If the first 24 hours are any indication, the news is very, very good indeed.
My meeting with the church council last night was truly wonderful. It became apparent that there was some real anxiety that I'd called the meeting to announce I was leaving... and when I started by saying "I've sent a letter to the congregation today..." I had to quickly add, "It wasn't a letter of resignation. I love being your pastor, and I hope to be your pastor for a long time to come!"
I reported on much of the rest of that meeting last night.
As they left, one woman caught my arm, saying "I don't suppose she'd like to sing in the choir?"

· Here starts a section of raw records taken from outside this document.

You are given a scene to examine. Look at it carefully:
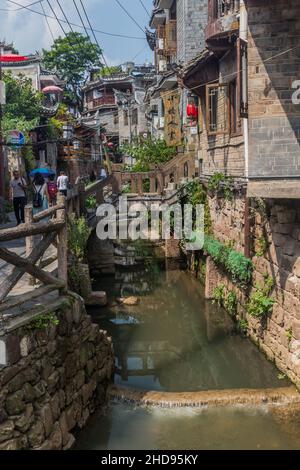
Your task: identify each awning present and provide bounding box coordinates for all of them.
[180,49,219,94]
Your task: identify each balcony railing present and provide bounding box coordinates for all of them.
[87,95,116,109]
[165,20,177,55]
[213,0,240,18]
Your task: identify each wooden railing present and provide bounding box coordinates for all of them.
[112,154,195,196]
[0,196,68,308]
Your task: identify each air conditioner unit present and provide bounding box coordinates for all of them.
[158,60,168,72]
[157,38,165,51]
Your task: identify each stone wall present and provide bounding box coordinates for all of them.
[0,295,114,450]
[247,0,300,178]
[177,0,207,63]
[206,194,300,386]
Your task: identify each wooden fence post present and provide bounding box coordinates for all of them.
[25,204,36,286]
[78,181,86,215]
[57,194,68,285]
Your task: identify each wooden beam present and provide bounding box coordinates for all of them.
[0,284,63,312]
[247,178,300,199]
[57,194,68,285]
[0,248,62,287]
[39,255,57,269]
[33,204,64,222]
[0,220,65,242]
[0,233,56,302]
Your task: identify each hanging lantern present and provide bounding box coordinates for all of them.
[186,103,198,119]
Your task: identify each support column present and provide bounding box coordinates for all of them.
[57,194,68,288]
[25,204,36,286]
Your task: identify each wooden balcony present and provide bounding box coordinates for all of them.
[87,95,116,110]
[205,0,240,50]
[165,20,177,56]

Today I saw two members of the board who were not able to attend last night, plus one of their spouses. I also spoke to my staff.

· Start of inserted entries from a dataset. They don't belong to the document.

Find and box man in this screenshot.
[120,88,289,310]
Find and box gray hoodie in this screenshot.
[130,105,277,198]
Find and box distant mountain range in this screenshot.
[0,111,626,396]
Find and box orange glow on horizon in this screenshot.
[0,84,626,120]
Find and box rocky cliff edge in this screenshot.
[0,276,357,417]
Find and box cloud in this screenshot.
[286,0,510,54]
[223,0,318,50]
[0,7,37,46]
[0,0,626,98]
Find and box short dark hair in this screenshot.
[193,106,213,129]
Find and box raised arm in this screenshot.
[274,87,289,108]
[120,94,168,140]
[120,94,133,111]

At the staff meeting, my secretary immediately began to cry, saying "I hate that you have to go through this." Which started me crying (the first time in all this; it was the tiredness, I think, as much as anything). The church handyman was someone I was a little worried about... I thought perhaps he would be uncomfortable. Instead, he said, "I think folks will be just fine." He disappeared to his wood shop. Later he re-appeared with a Cross Flamant he had carved for me, freshly stained. "That's to give you hope," he said.

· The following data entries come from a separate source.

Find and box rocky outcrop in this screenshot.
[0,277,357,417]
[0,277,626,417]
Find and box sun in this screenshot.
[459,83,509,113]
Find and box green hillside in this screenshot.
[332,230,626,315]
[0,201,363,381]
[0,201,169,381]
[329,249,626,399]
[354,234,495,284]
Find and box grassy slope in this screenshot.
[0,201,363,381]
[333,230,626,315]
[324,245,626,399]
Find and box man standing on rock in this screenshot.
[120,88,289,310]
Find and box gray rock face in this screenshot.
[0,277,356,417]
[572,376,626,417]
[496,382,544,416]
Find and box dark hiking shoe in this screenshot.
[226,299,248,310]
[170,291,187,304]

Of the congregation, one member has informed me that she's known since I started. Her ex-sister-in-law used to work for Beloved. She and her mother (who also has known from the beginning) have been two of my greatest supporters these last 20 months.
In the worst reaction I got today, a lovely man said, very gravely, "I will be honest with you. We" (his wife and he) "are conservative people. This does bother me. I'm not comfortable with it. At the same time, I see all the things you've done with the church, all the things you've done for our people, and it's just blown me away. You've been a wonderful pastor. So I'm praying about it." As I left, he and his wife joined hands with me for a prayer, and they both gave me big hugs.
And finally, I called my brother and his wife today. They repeated almost word for word what the members of my board, staff, and, so far, congregation have been saying: We're happy for you.
What else can I say? This is just the icing on the cake of an incredible 24 hours, saturated with grace, grace, grace. God is very, very good. I know there are more voices to be heard, I know there will be at least some folks who are unhappy. But... I do thank God for this first, grace-filled 24 hours.